Birds: The Modern Dinosaurs
Most people are familiar with the story of the asteroid which killed off the majority of the dinosaurs when it hit the earth in the late Cretaceous period. However, not all of the dinosaurs were wiped out and, through millions of years of evolution, they have been transformed: into the birds that we see all around the world today.

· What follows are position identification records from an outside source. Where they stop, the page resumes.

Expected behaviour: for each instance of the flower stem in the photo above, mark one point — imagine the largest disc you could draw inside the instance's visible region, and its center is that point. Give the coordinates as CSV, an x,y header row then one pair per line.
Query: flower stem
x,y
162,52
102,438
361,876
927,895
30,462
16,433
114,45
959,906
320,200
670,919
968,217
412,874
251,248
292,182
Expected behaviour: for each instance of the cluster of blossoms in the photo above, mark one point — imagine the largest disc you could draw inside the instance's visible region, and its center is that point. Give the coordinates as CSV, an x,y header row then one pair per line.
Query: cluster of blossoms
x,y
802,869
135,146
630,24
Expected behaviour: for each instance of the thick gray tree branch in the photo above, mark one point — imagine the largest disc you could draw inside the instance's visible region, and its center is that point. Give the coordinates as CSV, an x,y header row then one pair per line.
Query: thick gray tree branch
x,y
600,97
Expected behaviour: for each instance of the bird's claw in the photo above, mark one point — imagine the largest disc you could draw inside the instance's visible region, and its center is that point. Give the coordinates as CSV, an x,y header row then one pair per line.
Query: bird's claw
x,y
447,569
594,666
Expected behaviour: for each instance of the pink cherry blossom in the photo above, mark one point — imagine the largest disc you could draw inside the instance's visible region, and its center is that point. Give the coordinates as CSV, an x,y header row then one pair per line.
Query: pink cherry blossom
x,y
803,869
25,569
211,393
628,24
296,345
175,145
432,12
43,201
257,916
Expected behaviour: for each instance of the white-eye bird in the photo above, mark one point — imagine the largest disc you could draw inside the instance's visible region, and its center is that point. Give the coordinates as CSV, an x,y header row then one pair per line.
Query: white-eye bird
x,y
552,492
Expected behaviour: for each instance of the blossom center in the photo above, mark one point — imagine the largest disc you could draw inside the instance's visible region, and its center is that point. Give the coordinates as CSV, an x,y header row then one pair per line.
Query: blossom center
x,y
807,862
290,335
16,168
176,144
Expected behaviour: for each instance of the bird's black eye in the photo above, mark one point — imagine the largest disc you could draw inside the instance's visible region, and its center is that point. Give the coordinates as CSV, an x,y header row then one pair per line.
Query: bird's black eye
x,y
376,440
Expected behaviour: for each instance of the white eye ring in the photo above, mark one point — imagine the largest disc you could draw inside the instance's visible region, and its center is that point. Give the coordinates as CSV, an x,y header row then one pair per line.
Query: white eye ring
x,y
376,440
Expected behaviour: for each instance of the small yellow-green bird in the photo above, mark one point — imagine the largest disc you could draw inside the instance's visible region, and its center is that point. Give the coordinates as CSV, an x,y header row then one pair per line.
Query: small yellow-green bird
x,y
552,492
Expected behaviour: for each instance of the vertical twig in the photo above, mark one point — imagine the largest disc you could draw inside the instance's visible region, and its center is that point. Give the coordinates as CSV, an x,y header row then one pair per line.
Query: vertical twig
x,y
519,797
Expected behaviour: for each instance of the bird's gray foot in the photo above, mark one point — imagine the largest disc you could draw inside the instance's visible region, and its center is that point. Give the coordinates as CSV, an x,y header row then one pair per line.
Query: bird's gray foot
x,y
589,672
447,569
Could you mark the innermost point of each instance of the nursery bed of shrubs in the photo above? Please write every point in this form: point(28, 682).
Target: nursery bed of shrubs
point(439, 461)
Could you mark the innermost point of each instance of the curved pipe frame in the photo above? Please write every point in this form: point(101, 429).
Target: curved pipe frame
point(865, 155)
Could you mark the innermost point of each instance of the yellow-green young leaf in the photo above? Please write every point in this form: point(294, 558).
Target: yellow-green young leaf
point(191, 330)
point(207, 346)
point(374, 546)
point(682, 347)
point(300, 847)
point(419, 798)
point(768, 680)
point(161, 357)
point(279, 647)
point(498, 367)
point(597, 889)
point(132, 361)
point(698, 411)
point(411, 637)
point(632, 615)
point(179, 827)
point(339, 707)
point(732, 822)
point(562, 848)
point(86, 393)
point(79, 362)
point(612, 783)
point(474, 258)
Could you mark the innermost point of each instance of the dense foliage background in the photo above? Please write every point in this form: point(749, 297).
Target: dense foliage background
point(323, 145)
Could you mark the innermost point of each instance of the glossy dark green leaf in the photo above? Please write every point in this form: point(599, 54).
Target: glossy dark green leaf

Archaeopteryx, a 150-million-year-old animal, is the oldest known link between dinosaurs and the birds we know nowadays. Although it had a mouth full of sharp teeth, it also had feathers on its wings and a wishbone that would be familiar to anyone who has ever eaten a roast chicken! In 1996 scientists discovered the first known fossil of a feathered dinosaur unrelated to birds, Sinosauropteryx prima, which was found to date back 130 million years. In 2005, bones from Antarctica were found that were dated to before the asteroid is known to have hit Earth. These fossilised remains of the Vegavis iaai can be dated back to around 67 million years ago and they look strikingly similar to those of modern day ducks and geese.
“There is no doubt that birds are dinosaurs,” says Luis Chiappe, director of the Dinosaur Institute at the Natural History Museum of Los Angeles County. “The evidence is so overwhelming, I would put it next to whether you’re going to question if humans are primates.”